Critères d'éligibilité à la fraction « bourg-centre » de la DSR
Corentin Le FurDR
Député — Côtes-d'Armor (3)
La question
M. Corentin Le Fur attire l'attention de Mme la ministre de l'aménagement du territoire et de la décentralisation sur les critères d'éligibilité à la fraction « bourg-centre » de la dotation de solidarité rurale (DSR). L'article L. 2334-21 du code général des collectivités territoriales prévoit que « la première fraction de la dotation de solidarité rurale est attribuée aux communes dont la population représente au moins 15 % de la population du canton, aux communes sièges des bureaux centralisateurs, ainsi qu'aux communes chefs-lieux de canton au 1er janvier 2014 ». Il prévoit également que « lorsqu'une commune cesse de remplir les conditions requises pour bénéficier de cette fraction de la dotation de solidarité rurale, cette commune perçoit, à titre de garantie non renouvelable, une attribution égale à la moitié de celle qu'elle a perçue l'année précédente ». Or l'application stricte de ce seuil de 15 % peut avoir des conséquences redoutables pour certaines communes rurales qui, en dépit d'une baisse souvent minime de population, continuent pourtant d'exercer des fonctions de centralité et de services pour leur bassin de vie. Dans plusieurs territoires, une très faible variation démographique suffit à faire perdre le bénéfice de la DSR « bourg-centre ». À titre d'illustration, une commune rurale a récemment vu sa population DGF passer légèrement sous le seuil requis, entraînant la disparition progressive de sa DSR « bourg-centre ». En l'espace de trois années, cette dernière est passée d'environ 96 000 euros à 48 000 euros au titre de la garantie de sortie, puis à 0 euro.
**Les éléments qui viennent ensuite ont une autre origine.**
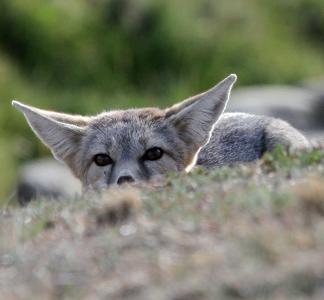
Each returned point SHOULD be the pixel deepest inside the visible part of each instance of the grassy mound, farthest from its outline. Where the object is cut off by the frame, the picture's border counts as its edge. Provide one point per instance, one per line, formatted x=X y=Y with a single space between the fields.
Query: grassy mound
x=247 y=232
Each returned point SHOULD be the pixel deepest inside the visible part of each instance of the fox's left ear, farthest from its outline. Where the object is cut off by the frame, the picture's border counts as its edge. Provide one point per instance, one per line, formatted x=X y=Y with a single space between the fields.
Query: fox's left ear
x=62 y=133
x=195 y=117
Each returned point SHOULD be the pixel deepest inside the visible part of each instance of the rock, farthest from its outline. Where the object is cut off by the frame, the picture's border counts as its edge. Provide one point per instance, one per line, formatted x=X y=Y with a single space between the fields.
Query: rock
x=46 y=178
x=303 y=107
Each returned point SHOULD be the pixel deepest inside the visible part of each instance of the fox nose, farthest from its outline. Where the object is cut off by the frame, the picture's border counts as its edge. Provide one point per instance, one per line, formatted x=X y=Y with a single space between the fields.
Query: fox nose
x=124 y=179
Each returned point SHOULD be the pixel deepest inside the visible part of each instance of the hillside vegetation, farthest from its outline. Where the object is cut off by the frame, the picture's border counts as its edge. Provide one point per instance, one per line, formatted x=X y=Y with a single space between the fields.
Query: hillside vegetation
x=84 y=56
x=248 y=232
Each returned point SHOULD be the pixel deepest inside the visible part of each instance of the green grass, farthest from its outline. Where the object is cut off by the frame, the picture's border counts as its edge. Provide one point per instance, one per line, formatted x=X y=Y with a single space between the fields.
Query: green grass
x=247 y=232
x=86 y=56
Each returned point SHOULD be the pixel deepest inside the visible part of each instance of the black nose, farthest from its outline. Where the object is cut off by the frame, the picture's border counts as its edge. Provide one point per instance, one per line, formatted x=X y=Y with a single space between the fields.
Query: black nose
x=123 y=179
Pour les communes concernées, cette perte de ressources est extrêmement préoccupante dans la mesure où leur fonction de bourg-centre demeure tout comme les charges afférentes. Dans ce contexte, une telle évolution est susceptible d'affecter leur budget de fonctionnement et donc d'obérer durablement leurs capacités d'investissement et ce dans un contexte budgétaire déjà contraint. C'est pourquoi il lui demande si le Gouvernement envisage de faire évoluer les critères d'attribution de la DSR « bourg-centre », notamment le seuil de 15 % de la population cantonale, afin de mieux prendre en compte la réalité des fonctions exercées par les communes rurales concernées et d'éviter des effets de seuil aux conséquences financières disproportionnées.
✓ Réponse du gouvernement
Publiée le 01/09/2026Afin de pallier les effets de seuils induits par l'évolution des indicateurs pris en compte dans le calcul de la dotation de solidarité rurale (DSR), la loi prévoit déjà une garantie de sortie des communes de la DSR. Ces garanties de perte d'éligibilité aux fractions « bourg-centre » et « cible » de la DSR, non renouvelables, sont attribuées l'année de la perte d'éligibilité pour en atténuer les effets et s'élèvent à hauteur de 50 % des attributions perçues l'année précédente. L'introduction d'un dispositif de garantie destiné spécifiquement aux communes dont la perte d'éligibilité à la fraction bourg-centre résulte d'une perte de population serait problématique à plusieurs égards. Tout d'abord, la population constitue un critère parmi d'autres du calcul de la DSR. L'idée de garantir une perte d'éligibilité au regard d'un critère plutôt qu'un autre n'apparaît ni lisible ni cohérente. C'est pourquoi les garanties non renouvelables actuelles s'apprécient de manière globale et non en lien avec un critère spécifique, pris isolément. Elles constituent dès lors des garanties de sortie plus protectrices et universelles, à l'inverse d'une garantie de sortie ne couvrant que l'évolution de la population. Ensuite, une hausse ou une baisse de population peut avoir des effets variables sur le niveau d'attribution globale de la DGF d'une commune. Ainsi, les communes qui dépassent le seuil des 10 000 habitants, si elles perdent leur éligibilité à la DSR, deviennent potentiellement éligibles à la dotation de solidarité urbaine et de cohésion sociale (DSU). Enfin, il convient également de rappeler qu'à enveloppe constante, l'introduction d'une nouvelle garantie serait financée par une réduction des attributions des autres communes : les attributions de l'ensemble des communes rurales se verraient diminuer afin de financer une garantie à destination de quelques-unes d'entre elles. Néanmoins, il reste intéressant d'étudier les possibilités de renforcement du dispositif d'accompagnement actuel des communes perdant l'éligibilité aux fractions « bourg-centre » et « cible » de la DSR, par une garantie dégressive de deux ans (contre un actuellement) en vue de lisser dans le temps les effets d'une perte d'éligibilité. Une mesure en ce sens avait d'ailleurs été proposée dans le projet de loi de finances pour 2026 sans avoir été retenue dans le texte définitif.